CircRNAs containing retained introns, termed as exon–intron circRNAs (EIciRNAs), were previously shown to regulate gene expression in the nucleus6. However, EIciRNAs are difficult to identify by short-read based methods, due to the large size of human introns6. Using isoCirc, we identified 720 retained intron events corresponding to EIciRNAs. Even when we required that the minor isoform had ≥10 isoCirc reads in all samples combined, we still obtained 177 events. Thus, isoCirc substantially expands the catalog of EIciRNAs in the human transcriptome. In one gene (PRPSAP1), the two most abundant circRNA isoforms (PRPSAP1.circRNA.1 and PRPSAP1.circRNA.2) had an alternative splicing event corresponding to a retained or spliced intron, with the predominant isoform defined based on the aggregated 12 tissue+HEK293 data (PRPSAP1.circRNA.1) containing the retained intron.
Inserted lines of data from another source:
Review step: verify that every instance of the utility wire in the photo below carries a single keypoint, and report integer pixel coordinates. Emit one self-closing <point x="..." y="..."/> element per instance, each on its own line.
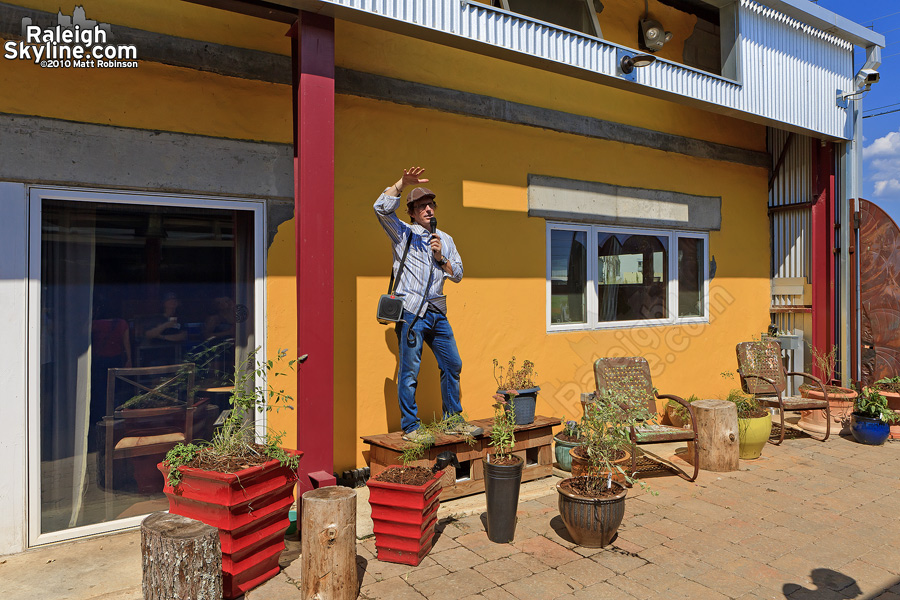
<point x="879" y="18"/>
<point x="881" y="107"/>
<point x="884" y="113"/>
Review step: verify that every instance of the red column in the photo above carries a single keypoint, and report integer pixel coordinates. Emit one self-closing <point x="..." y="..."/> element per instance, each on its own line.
<point x="313" y="75"/>
<point x="822" y="259"/>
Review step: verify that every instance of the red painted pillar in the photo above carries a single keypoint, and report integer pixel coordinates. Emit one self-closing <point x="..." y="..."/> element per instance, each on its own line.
<point x="822" y="259"/>
<point x="313" y="79"/>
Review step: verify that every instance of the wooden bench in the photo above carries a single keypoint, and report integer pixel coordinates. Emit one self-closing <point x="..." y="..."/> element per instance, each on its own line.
<point x="533" y="444"/>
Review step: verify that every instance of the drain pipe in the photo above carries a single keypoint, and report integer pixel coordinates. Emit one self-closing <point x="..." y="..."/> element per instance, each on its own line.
<point x="851" y="162"/>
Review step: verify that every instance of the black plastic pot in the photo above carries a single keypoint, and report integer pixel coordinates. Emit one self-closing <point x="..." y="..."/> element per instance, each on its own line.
<point x="501" y="488"/>
<point x="524" y="403"/>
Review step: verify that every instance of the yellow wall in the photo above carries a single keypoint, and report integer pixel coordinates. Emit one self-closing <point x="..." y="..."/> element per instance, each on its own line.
<point x="479" y="170"/>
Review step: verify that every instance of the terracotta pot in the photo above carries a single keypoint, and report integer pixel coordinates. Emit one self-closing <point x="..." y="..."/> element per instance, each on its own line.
<point x="841" y="405"/>
<point x="404" y="517"/>
<point x="592" y="522"/>
<point x="582" y="466"/>
<point x="893" y="399"/>
<point x="250" y="509"/>
<point x="753" y="434"/>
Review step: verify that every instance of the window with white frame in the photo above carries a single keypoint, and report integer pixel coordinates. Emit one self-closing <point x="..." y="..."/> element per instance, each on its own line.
<point x="602" y="277"/>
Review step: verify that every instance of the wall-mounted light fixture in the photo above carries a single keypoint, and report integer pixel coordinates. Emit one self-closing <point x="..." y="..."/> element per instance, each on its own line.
<point x="652" y="36"/>
<point x="629" y="61"/>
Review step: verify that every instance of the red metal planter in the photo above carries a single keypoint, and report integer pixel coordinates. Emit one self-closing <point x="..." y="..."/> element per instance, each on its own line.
<point x="404" y="517"/>
<point x="249" y="507"/>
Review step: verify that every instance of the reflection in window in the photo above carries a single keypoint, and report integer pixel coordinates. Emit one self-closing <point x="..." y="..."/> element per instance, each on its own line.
<point x="143" y="314"/>
<point x="568" y="275"/>
<point x="690" y="277"/>
<point x="632" y="277"/>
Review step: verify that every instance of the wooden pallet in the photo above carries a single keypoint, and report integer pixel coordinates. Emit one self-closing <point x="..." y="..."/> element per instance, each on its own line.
<point x="533" y="444"/>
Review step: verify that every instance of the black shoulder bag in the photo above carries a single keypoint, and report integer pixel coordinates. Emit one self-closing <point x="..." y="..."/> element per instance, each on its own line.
<point x="390" y="307"/>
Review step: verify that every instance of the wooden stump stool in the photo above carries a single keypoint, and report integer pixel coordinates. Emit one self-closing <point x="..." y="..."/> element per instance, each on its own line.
<point x="181" y="558"/>
<point x="328" y="538"/>
<point x="717" y="436"/>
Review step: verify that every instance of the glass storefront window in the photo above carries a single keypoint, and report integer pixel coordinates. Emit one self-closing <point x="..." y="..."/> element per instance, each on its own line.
<point x="144" y="311"/>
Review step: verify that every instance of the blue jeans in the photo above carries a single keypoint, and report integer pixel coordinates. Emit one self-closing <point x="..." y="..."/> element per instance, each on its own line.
<point x="434" y="329"/>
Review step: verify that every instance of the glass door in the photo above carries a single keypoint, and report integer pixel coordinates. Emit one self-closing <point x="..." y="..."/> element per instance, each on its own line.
<point x="144" y="308"/>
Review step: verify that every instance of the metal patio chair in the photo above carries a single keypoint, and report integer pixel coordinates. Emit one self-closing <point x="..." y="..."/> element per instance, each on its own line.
<point x="763" y="374"/>
<point x="630" y="377"/>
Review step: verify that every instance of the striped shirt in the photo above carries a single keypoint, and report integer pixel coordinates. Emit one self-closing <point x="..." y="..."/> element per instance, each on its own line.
<point x="420" y="263"/>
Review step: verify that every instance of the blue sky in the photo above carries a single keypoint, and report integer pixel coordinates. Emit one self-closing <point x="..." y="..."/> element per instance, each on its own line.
<point x="881" y="152"/>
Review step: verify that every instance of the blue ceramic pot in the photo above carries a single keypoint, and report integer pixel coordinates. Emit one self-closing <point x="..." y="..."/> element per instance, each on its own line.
<point x="867" y="430"/>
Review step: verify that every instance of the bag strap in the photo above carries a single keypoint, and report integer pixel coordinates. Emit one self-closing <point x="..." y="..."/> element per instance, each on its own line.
<point x="400" y="268"/>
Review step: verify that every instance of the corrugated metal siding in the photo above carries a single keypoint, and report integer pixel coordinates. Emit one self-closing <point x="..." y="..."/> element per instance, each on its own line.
<point x="791" y="227"/>
<point x="790" y="71"/>
<point x="793" y="185"/>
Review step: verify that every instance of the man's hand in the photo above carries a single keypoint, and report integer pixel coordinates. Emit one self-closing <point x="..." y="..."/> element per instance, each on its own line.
<point x="435" y="243"/>
<point x="411" y="176"/>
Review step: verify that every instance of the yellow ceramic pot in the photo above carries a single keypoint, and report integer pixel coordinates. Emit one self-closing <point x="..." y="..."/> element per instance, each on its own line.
<point x="753" y="435"/>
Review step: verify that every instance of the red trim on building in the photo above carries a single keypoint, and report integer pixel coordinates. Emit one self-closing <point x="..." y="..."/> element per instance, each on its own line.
<point x="312" y="49"/>
<point x="822" y="259"/>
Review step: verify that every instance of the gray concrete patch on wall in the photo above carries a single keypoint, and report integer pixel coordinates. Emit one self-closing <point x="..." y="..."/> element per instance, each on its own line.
<point x="559" y="199"/>
<point x="420" y="95"/>
<point x="38" y="150"/>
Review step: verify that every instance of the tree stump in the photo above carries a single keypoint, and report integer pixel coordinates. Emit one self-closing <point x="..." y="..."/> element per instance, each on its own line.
<point x="717" y="436"/>
<point x="181" y="558"/>
<point x="328" y="534"/>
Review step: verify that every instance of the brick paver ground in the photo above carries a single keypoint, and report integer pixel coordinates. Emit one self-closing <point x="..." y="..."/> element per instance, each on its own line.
<point x="808" y="520"/>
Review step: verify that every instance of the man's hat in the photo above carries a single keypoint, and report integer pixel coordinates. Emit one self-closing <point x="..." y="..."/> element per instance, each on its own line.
<point x="418" y="194"/>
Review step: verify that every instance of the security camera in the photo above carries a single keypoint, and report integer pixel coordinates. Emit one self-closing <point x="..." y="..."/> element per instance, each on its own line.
<point x="867" y="77"/>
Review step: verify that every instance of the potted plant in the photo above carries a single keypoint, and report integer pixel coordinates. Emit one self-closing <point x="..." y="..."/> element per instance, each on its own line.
<point x="754" y="424"/>
<point x="840" y="399"/>
<point x="592" y="506"/>
<point x="521" y="383"/>
<point x="405" y="500"/>
<point x="502" y="474"/>
<point x="565" y="440"/>
<point x="243" y="488"/>
<point x="677" y="414"/>
<point x="871" y="418"/>
<point x="889" y="387"/>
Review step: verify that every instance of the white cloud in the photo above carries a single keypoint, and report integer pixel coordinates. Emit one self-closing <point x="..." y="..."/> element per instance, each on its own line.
<point x="888" y="145"/>
<point x="887" y="187"/>
<point x="882" y="166"/>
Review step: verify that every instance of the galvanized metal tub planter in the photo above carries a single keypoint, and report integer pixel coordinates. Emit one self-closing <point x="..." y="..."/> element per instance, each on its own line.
<point x="592" y="522"/>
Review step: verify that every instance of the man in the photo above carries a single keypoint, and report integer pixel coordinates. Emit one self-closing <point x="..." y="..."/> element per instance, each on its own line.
<point x="430" y="260"/>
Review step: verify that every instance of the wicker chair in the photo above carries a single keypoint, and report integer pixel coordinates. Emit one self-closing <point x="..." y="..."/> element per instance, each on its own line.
<point x="762" y="374"/>
<point x="630" y="377"/>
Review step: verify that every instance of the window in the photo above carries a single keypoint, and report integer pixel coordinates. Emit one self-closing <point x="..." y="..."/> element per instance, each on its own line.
<point x="145" y="305"/>
<point x="624" y="277"/>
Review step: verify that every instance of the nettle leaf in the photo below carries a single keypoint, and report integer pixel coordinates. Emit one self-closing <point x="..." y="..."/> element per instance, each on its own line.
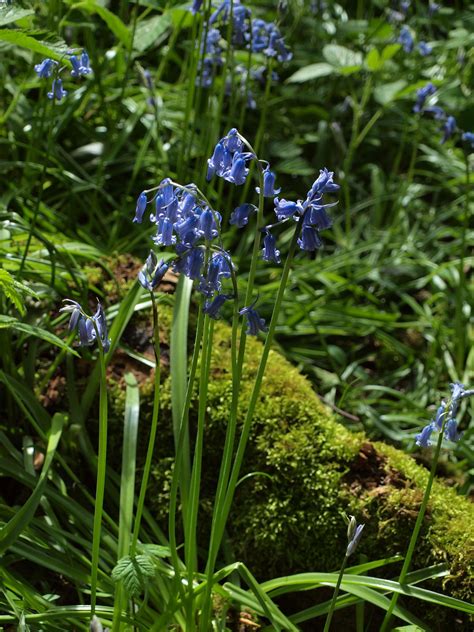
<point x="134" y="572"/>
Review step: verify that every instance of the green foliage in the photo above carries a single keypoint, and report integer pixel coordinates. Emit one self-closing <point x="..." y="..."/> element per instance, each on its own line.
<point x="135" y="573"/>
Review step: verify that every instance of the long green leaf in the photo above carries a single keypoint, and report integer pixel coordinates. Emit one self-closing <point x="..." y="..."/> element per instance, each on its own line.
<point x="22" y="39"/>
<point x="114" y="23"/>
<point x="20" y="521"/>
<point x="9" y="322"/>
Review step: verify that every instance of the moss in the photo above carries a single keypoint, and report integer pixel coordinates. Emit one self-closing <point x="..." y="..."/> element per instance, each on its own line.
<point x="306" y="470"/>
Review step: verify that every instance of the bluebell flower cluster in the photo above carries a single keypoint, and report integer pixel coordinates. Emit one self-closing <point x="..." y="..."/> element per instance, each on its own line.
<point x="247" y="33"/>
<point x="49" y="67"/>
<point x="449" y="125"/>
<point x="90" y="328"/>
<point x="445" y="418"/>
<point x="185" y="221"/>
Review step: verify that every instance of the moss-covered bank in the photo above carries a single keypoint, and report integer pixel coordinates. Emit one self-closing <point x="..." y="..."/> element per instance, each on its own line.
<point x="307" y="470"/>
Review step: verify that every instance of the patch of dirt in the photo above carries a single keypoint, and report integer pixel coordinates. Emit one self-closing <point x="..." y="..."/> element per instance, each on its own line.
<point x="370" y="472"/>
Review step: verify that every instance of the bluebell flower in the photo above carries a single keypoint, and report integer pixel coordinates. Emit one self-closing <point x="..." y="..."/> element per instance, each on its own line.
<point x="423" y="438"/>
<point x="45" y="69"/>
<point x="80" y="65"/>
<point x="153" y="272"/>
<point x="309" y="239"/>
<point x="468" y="137"/>
<point x="424" y="49"/>
<point x="196" y="6"/>
<point x="421" y="95"/>
<point x="268" y="184"/>
<point x="212" y="308"/>
<point x="164" y="235"/>
<point x="140" y="208"/>
<point x="448" y="129"/>
<point x="238" y="172"/>
<point x="457" y="393"/>
<point x="254" y="322"/>
<point x="240" y="215"/>
<point x="286" y="208"/>
<point x="87" y="326"/>
<point x="437" y="112"/>
<point x="269" y="252"/>
<point x="451" y="431"/>
<point x="57" y="90"/>
<point x="207" y="224"/>
<point x="440" y="415"/>
<point x="354" y="533"/>
<point x="405" y="38"/>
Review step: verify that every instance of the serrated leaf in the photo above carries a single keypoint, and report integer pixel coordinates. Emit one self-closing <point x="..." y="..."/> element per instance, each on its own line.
<point x="22" y="39"/>
<point x="9" y="15"/>
<point x="134" y="572"/>
<point x="313" y="71"/>
<point x="151" y="32"/>
<point x="115" y="24"/>
<point x="388" y="92"/>
<point x="373" y="61"/>
<point x="342" y="58"/>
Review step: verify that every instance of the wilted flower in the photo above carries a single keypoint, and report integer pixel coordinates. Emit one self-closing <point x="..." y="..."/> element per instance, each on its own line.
<point x="88" y="327"/>
<point x="354" y="533"/>
<point x="45" y="69"/>
<point x="406" y="39"/>
<point x="57" y="91"/>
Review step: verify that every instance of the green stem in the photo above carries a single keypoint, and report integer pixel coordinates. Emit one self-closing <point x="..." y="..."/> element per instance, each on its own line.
<point x="101" y="472"/>
<point x="416" y="531"/>
<point x="223" y="504"/>
<point x="334" y="597"/>
<point x="175" y="481"/>
<point x="192" y="516"/>
<point x="153" y="428"/>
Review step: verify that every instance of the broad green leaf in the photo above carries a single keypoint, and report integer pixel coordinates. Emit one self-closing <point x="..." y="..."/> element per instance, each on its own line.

This retained intron event had tissue specificity according to the isoCirc data. In several tissues (brain, testis, HEK293), the intron was primarily retained in circRNA transcripts. By contrast, in other tissues (adrenal, blood, smooth muscle), the intron was primarily spliced out in the circRNA transcripts (Fig. 4c). Additional examples of internal alternative splicing events corresponding to retained introns or skipped exons are illustrated in Supplementary Figs. 21 and 22.

Discussion

In recent years, long-read RNA-seq has gained substantial interest as an emerging technology for transcriptome analysis30,31,32. Although long-read RNA-seq has a higher error rate and lower throughput compared to short-read RNA-seq, the ability to sequence full-length transcripts is a key benefit and enables new applications not accessible by short-read RNA-seq. Strategies exist to improve the accuracy of long-read RNA-seq, by generating raw reads that correspond to multiple copies of a template transcript sequence. In fact, circular consensus sequencing is a well-established approach to improve the accuracy of PacBio long reads36,37. Recently, a similar approach was developed for long-read nanopore RNA-seq of linear transcripts with the R2C2 method, in which linear transcripts are circularized followed by RCA and nanopore sequencing38.

In this manuscript, we report isoCirc, a long-read sequencing strategy and companion software to determine full-length circRNA isoforms. The isoCirc experimental workflow combines RCA of template circRNA sequences and nanopore sequencing of RCA products. After calling consensus sequences from isoCirc raw reads, we use stringent criteria to remove potential false-positive detection of circRNA BSJs and full-length circRNA isoforms, which arises from consensus sequences with low mapping quality or spurious alignments. For BSJs involving novel splice sites to be reported, the filtering criteria are much stricter (as compared to BSJs involving known splice sites), requiring near-perfect alignment between the isoCirc consensus sequence and the corresponding genomic sequence around the BSJ. By performing isoCirc of 12 human tissues and one human cell line (HEK293), we generated a comprehensive catalog of full-length circRNA isoforms, including 107,147 isoforms supported by multiple isoCirc reads in at least one tissue or cell type. This dataset provides a useful resource that will facilitate studies into the biogenesis, regulation, and functions of circRNAs. The isoCirc software is available at https://github.com/Xinglab/isoCirc, and the catalog of full-length circRNA isoforms is available at https://genome.ucsc.edu/s/xinglab_chop/isoCirc.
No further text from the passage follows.